Hernandez said 21 employees—or partners, in Starbucks lingo—have signed union authorization cards. That marks the first step toward a vote to form a union under the rules of the National Labor Relations Board, and represents half the current staff, Hernandez said.
A vote has not yet been scheduled, Hernandez said.
Their announcement was shared widely online on April 11 when it was tweeted by Starbucks Workers United, a collective of workers who organized in the Buffalo, N.Y., area in December and became the first to organize one of the coffee chain’s stores since the 1980s.
Hernandez said the local committee has connected with those from other areas to learn about the process and what’s involved. While each store’s situation is unique, the concerns of the La Quinta crew echo those in hundreds of other Starbucks locations that are unionizing, in places from Boston and Los Angeles: Employees aren’t paid enough to meet expectations to provide the “Starbucks experience” amid staffing issues and workplace conditions.
Hernandez said these efforts show that she and others are committed to Starbucks and want to see improvement.
“Being critical of something doesn’t mean you hate it and doesn’t mean you don’t love it,” she said. “You want to be part of the change.”
A Starbucks spokesperson the Independent that the company respects partners’ right to organize and will bargain in good faith, as executive Rossann Williams said in a letter to employees back in December following the Buffalo unionization effort.
Starbucks also plans to respond by adding roughly $1 billion in incremental investments in annual wages and benefits over two years.

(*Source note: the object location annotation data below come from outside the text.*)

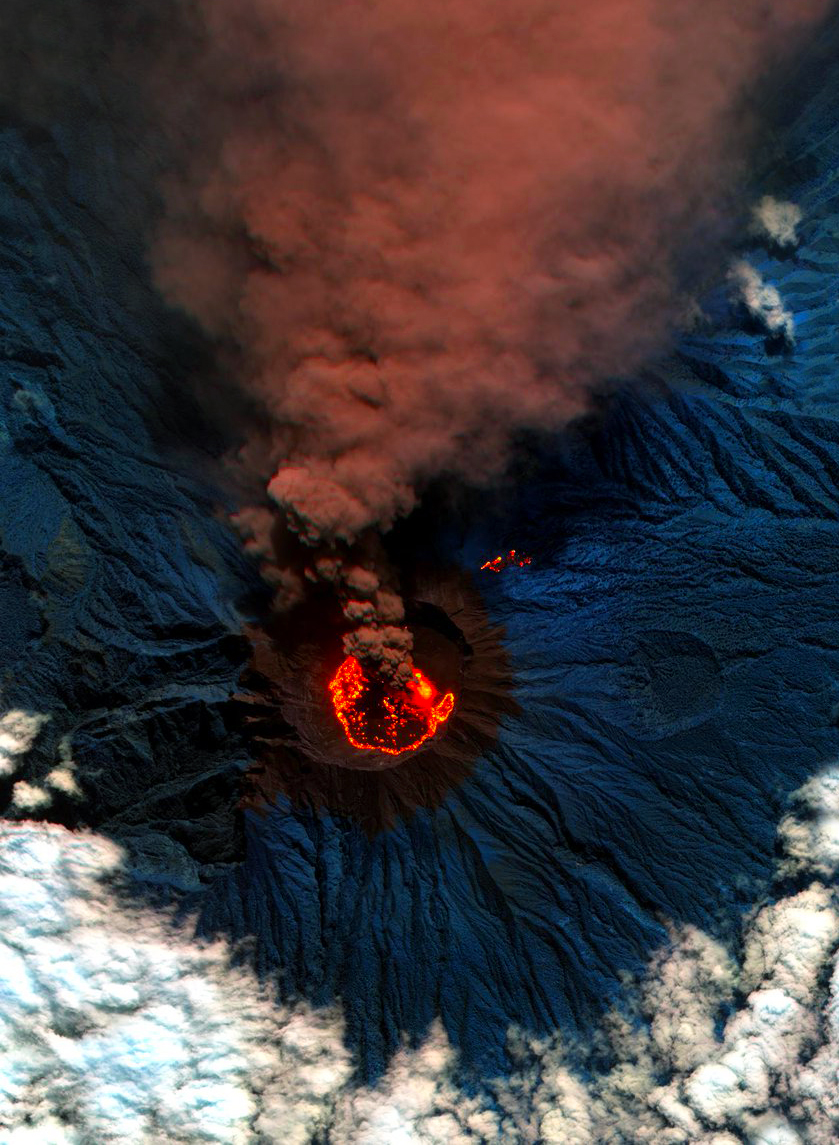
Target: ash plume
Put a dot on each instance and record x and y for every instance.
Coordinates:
(421, 227)
(428, 224)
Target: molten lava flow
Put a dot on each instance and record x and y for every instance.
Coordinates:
(504, 561)
(381, 718)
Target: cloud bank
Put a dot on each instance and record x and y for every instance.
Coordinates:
(116, 1026)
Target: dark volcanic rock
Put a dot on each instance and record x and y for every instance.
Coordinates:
(674, 645)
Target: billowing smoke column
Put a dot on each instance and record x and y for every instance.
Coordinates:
(427, 223)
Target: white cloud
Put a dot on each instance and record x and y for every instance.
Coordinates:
(762, 301)
(776, 220)
(116, 1026)
(18, 731)
(766, 1075)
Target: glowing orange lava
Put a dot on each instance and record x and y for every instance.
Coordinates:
(504, 561)
(380, 718)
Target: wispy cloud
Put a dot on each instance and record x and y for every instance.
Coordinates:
(762, 301)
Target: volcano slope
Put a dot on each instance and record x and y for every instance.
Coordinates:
(673, 647)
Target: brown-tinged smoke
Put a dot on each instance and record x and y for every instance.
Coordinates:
(427, 223)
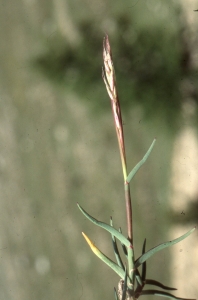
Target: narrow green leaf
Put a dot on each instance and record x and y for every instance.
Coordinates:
(144, 263)
(159, 284)
(152, 251)
(107, 227)
(115, 248)
(163, 294)
(125, 285)
(104, 258)
(123, 246)
(115, 294)
(137, 167)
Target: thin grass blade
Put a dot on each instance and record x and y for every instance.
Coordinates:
(159, 284)
(152, 251)
(115, 294)
(163, 294)
(115, 248)
(107, 227)
(104, 258)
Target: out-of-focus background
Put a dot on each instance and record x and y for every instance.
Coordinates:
(58, 145)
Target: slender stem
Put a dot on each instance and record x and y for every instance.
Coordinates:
(128, 211)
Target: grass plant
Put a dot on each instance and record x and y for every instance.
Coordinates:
(133, 280)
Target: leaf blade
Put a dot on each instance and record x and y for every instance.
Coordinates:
(107, 227)
(162, 246)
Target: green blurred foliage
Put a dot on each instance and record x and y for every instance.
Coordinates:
(152, 61)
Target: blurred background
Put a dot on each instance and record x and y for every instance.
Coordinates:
(58, 144)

That includes 5% or 10% raises for some long-serving employees. By the summer, the company anticipates an average wage of $17 per hour nationwide, and $15 to $23 across the country.
“We are listening and learning from the partners in these stores, as we always do across the country,” the statement said—language that is identical to statements issued to other media sources following other unionization efforts across the country. “Starbucks success—past, present, and future—is built on how we partner together, always with Our Mission and Values at our core.”
But the company has cast a union as an unnecessary third party in its relationship with employees.
“We’ve been clear in our belief that we are better together as partners, without a union between us, and that conviction has not changed,” the statement to the Independent said.
That messaging was also promoted by Schultz, the company’s founder who returned as CEO this year in the midst of these unionization efforts. In an open forum and public letter, he’s promised to do better by partners and “reimagine” their experience at work—without letting the unionization effort take hold.
“… (M)y job in coming back to Starbucks is to ensure the fact that we, the collective we, co-create, reimagine a new Starbucks with our partners at the center of it all,” Schultz’s letter said. “As a pro-partner company. A company that does not need someone in between us and our people.”
Hernandez, however, said a union representative is not a third party.
“It’s us. It’s our voices, legally, being amplified,” she said.